Metadata-hiding Dark Mail protocol soon to be reality

At the Hackers on Planet Earth X (HOPE X) conference held this weekend in New York, NSA whistleblower Edward Snowden called for hackers, coders and developers to “help build a better future by encoding our rights into the programs and protocols upon which we rely everyday.”

He was talking about encryption, but also about “padded protocols” that would prevent intelligence agencies from discovering who was talking to who by analyzing Internet traffic, and mixed routing.

“We need non-attributable communications for unattributed internet access that is easy, transparent and reliable,” he pointed out.

This is not the first time that Snowden asked coders to contribute.

One of the individuals who heard it and started doing something about it is Ladar Levison, the Texas-based owner of Lavabit, the encrypted email service once used by Snowden and 410,000 others. Lavabit has been shut down by Levison himself so that he would not “become complicit in crimes against the American people” by allowing the federal government access to his customers’ emails and stored documents.

In the wake of the shutdown, Levison and encrypted communications firm Silent Circle have created the Dark Mail Alliance, a non-profit organization whose goal is to develop a private end-to-end encrypted alternative to email as we know it.

They have started working on Dark Mail, an open source transport protocol that would encrypt email metadata – subject line, email address of the sender and the recipient – so that intelligence agencies can’t associate the two participants of the email exchange, and Levison launched a successful Kickstarter campaign to finance its development.

A version of the server software that supports the Dark Mail protocol has already been shipped to the most generous backers, and the binaries and code will reach the general public next month.

In the meantime, Levison has also presented the project at HOPE this weekend, and has shared more details about it.

The team that works on it is not big: Levison works on the protocol and the standard, and has hired talented software developer Stephen Watt to lead code development. A third paid member works alongside Watt, and there are also volunteers who contribute.

Watt is an unusual choice for this task if you consider his past: he has been sentenced to two years in prison for writing a piece of software for Albert GonzalesAlbert Gonzales, the infamous TJX hacker. But, according to Kim Zetter, Levison analyzed his legal case, and concluded that Watt did not commit a crime – he simply created software for an old-time friend, and wasn’t involved in the cyber heist.

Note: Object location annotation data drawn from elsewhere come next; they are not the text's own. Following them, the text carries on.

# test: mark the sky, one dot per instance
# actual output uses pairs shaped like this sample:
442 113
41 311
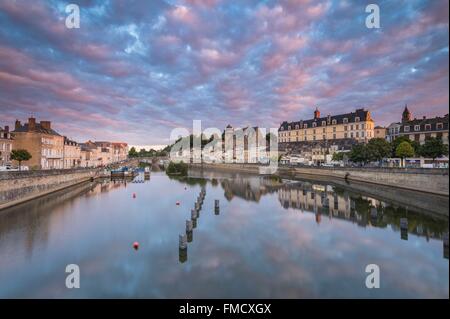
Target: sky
135 70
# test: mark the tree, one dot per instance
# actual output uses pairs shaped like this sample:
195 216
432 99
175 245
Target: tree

The Dark Mail project is working on several things: the eponymous protocol, which they hope will in time replace other ones that don’t hide metadata; server software (Magma Classic and Magma Dark); and an email client (Volcano).

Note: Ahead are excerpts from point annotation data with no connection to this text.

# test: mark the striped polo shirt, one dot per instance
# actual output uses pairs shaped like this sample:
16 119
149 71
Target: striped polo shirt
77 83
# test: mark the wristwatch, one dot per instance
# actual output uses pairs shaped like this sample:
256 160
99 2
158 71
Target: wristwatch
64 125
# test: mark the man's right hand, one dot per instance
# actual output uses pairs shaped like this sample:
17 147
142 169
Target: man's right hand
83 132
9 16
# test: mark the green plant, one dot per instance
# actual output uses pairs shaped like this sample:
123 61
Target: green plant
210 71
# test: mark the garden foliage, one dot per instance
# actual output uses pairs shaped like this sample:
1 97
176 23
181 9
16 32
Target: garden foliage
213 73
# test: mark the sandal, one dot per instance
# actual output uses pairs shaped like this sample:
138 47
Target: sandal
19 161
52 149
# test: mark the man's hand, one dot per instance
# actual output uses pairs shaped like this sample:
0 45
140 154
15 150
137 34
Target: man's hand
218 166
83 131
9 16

Dark Mail functions a bit like Tor. The sender’s email server (domain) knows just the recipient’s domain. Once the email arrives on it, the server decrypts the “to:” field and routs the email to the recipient’s email account.

The recipient’s server knows only the domain from which the email arrived, and the sender’s only the domain to which it is sent. If the authorities are passively monitoring internet traffic, they can know only the domains involved, but not the accounts.

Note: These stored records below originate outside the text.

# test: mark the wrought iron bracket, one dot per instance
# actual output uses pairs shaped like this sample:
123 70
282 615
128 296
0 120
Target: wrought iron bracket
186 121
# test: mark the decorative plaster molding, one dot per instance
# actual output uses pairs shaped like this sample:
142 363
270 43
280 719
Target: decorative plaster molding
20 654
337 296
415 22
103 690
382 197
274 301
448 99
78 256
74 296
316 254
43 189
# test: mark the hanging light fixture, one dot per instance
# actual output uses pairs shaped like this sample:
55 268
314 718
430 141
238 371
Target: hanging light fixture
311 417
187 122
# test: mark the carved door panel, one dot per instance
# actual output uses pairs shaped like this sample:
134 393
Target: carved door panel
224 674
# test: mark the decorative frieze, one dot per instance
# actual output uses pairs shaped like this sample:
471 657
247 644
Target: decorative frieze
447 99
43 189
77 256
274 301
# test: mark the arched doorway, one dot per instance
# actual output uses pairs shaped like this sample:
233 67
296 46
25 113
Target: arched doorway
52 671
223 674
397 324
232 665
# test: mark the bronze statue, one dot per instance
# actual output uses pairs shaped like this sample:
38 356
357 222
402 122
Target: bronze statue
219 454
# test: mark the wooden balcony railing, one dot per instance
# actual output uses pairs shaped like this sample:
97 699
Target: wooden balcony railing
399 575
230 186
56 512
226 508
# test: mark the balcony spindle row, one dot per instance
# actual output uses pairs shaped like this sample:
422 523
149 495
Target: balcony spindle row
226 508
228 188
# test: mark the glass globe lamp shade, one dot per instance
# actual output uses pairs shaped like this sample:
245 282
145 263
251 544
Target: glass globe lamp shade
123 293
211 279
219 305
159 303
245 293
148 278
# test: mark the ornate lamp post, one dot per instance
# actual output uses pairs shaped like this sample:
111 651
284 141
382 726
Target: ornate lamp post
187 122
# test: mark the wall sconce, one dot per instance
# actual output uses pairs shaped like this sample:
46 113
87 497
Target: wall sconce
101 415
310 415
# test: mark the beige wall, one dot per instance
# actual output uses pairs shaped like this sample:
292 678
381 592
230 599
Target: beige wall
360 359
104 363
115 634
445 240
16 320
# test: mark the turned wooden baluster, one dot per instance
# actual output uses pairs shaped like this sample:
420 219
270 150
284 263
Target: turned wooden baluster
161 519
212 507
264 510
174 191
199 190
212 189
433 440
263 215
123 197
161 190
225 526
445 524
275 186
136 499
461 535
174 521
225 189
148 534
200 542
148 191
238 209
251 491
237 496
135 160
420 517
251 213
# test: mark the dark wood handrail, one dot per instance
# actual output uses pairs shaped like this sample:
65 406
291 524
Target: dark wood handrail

Naturally, this can’t thwart the authorities efforts if the have access to these domains – usually by obtaining a subpoena – but not all domains keep the data in question.

The project is still ongoing, and the Dark Mail protocol is still being worked on to solve things like hiding the recipient from the sender (and vice versa) if both use the same domain, but Levison hopes that by putting “the base that is Dark Mail in place, people will be able to build more secure alternatives on top of it.”

He also shared that he had the idea for and has visualized Dark Mail’s concept five years ago, but that, at the time, he didn’t think it was needed or that users will clamor for it. Now, of course, the need is there and potential users are willing to pay for a solution.